Results: All (100%) veins (13 low-dose, 34 high-dose) were acutely isolated, and all reassessed veins (6 low-dose, 15 high-dose) were durably isolated. All examined vein lesions (10 low-dose, 22 high-dose) were transmural. Vein diameters (n=15) were not significantly changed. Of the animals assessed for phrenic palsy (n=9), 3 (33%) demonstrated only transient palsy. There were no differences between dosing strategies. Thirteen mitral isthmus lesions were analyzed, and all 13 (100%) were transmural (depth, 6.4±0.4 mm). Ventricular lesions were 14.7±4.5 mm wide and 7.1±1.3 mm deep, with high-dose lesions deeper than low-dose (7.9±1.2 versus 6.2±0.8 mm; P=0.007). The esophagus revealed nontransmural adventitial surface lesions in 5 of 5 (100%) animals euthanized early (2 days) post-ablation. In the 10 animals euthanized later (14-28 days), all animals demonstrated significant esophageal healing-8 with complete resolution, and 2 with only trace fibrosis.
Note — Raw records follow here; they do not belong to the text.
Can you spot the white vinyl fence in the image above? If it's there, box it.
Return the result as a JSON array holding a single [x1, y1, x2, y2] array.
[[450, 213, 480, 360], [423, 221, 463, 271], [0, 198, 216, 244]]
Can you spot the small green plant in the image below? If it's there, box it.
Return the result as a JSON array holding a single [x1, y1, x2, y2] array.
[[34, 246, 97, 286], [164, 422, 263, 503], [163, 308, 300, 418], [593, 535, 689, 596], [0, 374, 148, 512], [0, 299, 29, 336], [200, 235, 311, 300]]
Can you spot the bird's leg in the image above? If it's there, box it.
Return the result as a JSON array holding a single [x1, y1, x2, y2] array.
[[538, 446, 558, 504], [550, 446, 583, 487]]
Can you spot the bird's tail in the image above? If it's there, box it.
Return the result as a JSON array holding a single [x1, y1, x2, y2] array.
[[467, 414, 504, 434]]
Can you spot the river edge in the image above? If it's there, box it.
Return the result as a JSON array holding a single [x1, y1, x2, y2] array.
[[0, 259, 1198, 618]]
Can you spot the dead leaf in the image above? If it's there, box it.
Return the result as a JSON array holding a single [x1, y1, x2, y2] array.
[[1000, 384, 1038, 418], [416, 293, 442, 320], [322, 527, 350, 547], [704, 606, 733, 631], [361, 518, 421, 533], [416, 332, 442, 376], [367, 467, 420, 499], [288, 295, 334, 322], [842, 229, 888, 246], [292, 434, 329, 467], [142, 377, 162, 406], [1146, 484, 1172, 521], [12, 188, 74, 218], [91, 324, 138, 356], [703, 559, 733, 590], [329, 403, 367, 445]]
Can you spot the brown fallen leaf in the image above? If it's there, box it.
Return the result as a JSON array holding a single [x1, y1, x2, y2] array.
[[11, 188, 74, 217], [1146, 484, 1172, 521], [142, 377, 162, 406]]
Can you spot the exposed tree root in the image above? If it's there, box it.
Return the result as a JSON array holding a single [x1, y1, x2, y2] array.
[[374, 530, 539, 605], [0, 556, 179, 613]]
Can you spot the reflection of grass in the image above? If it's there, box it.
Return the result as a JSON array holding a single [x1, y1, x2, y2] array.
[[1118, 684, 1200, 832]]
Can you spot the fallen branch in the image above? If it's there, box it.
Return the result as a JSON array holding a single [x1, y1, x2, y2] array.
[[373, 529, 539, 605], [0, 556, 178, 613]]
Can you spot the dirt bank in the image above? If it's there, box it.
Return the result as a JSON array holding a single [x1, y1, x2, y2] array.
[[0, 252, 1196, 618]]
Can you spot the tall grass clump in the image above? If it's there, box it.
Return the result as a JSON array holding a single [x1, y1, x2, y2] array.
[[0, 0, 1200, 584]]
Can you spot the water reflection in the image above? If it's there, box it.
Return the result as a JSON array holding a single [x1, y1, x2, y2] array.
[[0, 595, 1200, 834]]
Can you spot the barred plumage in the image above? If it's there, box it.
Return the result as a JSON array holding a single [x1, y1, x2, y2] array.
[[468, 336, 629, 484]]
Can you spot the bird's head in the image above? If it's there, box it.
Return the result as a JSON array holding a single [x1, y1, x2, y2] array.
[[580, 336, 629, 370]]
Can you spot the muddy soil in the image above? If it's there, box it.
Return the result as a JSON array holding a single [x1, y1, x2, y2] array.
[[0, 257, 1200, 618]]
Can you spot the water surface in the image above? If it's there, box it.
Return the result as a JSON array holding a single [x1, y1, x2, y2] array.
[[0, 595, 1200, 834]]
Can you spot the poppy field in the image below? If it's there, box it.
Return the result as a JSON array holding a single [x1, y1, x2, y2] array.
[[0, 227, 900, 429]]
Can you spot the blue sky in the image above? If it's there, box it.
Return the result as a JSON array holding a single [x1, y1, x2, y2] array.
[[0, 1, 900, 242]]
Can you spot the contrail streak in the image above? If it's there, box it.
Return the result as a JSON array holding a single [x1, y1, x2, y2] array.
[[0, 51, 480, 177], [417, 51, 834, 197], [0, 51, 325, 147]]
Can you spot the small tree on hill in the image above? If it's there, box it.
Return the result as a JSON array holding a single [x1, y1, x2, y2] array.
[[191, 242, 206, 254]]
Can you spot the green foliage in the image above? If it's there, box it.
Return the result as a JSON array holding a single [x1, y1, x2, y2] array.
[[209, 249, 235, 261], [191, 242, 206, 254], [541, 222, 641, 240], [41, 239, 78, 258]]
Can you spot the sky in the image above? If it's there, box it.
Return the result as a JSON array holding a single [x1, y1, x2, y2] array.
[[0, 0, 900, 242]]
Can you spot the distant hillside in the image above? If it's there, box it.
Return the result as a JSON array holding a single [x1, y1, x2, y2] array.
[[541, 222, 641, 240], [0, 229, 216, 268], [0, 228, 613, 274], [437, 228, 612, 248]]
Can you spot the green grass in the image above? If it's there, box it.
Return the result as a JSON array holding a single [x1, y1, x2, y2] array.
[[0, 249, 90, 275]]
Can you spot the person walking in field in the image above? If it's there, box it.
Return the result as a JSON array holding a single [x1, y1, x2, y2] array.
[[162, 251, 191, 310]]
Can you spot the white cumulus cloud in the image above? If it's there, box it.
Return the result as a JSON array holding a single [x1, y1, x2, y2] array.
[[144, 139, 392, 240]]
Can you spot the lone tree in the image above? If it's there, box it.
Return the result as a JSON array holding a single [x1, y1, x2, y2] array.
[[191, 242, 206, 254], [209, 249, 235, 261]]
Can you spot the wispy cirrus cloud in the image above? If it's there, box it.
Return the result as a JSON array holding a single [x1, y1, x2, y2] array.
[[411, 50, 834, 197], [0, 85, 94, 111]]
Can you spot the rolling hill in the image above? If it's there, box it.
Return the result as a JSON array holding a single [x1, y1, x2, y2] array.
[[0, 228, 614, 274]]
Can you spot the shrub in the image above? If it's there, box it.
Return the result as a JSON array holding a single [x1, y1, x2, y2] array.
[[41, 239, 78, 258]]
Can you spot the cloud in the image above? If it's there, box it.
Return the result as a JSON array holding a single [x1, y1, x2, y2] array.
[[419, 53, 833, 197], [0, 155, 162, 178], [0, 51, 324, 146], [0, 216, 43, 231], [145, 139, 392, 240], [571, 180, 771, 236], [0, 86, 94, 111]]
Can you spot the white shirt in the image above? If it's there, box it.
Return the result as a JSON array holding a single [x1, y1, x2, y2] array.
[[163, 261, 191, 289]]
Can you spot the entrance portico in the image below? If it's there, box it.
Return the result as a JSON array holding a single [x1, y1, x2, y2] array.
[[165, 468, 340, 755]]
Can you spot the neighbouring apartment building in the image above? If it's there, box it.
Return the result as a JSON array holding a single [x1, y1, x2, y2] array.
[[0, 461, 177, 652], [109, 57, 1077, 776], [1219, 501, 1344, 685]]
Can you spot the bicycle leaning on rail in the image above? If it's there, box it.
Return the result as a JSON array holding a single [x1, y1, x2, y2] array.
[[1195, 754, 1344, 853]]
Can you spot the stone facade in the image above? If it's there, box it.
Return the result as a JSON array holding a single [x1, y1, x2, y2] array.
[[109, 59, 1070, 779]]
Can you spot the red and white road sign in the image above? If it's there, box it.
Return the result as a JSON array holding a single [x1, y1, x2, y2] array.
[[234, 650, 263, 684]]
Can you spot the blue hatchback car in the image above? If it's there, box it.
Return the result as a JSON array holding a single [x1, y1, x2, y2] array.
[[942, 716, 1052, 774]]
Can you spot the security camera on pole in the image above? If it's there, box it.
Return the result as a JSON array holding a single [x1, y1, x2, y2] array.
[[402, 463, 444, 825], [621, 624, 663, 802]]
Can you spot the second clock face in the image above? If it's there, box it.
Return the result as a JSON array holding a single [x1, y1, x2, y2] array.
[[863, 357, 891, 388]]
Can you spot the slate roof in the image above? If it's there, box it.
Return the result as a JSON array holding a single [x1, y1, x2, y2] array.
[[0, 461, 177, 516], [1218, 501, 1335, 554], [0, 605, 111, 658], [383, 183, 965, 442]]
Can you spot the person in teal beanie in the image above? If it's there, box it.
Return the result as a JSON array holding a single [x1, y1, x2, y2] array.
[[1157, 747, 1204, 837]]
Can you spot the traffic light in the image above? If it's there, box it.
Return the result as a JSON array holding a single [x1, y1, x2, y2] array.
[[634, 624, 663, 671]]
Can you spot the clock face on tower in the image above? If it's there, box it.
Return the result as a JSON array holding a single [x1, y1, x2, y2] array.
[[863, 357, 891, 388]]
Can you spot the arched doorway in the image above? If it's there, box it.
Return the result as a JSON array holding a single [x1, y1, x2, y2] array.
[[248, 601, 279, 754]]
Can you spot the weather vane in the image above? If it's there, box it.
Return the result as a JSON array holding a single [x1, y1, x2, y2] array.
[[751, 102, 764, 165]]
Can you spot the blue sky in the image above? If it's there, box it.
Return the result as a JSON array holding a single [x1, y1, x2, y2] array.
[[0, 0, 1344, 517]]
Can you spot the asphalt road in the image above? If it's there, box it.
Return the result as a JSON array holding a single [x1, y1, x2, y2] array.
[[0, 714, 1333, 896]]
Conclusions: A novel, endocardial nanosecond pulsed field ablation system provides acute and durable venous isolation and linear lesions. Transient phrenic injury and nontransmural esophageal lesions can occur with worst-case assessments suggesting limits to pulsed field ablation tissue selectivity and the need for dedicated assessments during clinical studies.

Keywords: electron microscopy; electroporation; esophagus; pulmonary vein; pulsed field ablation.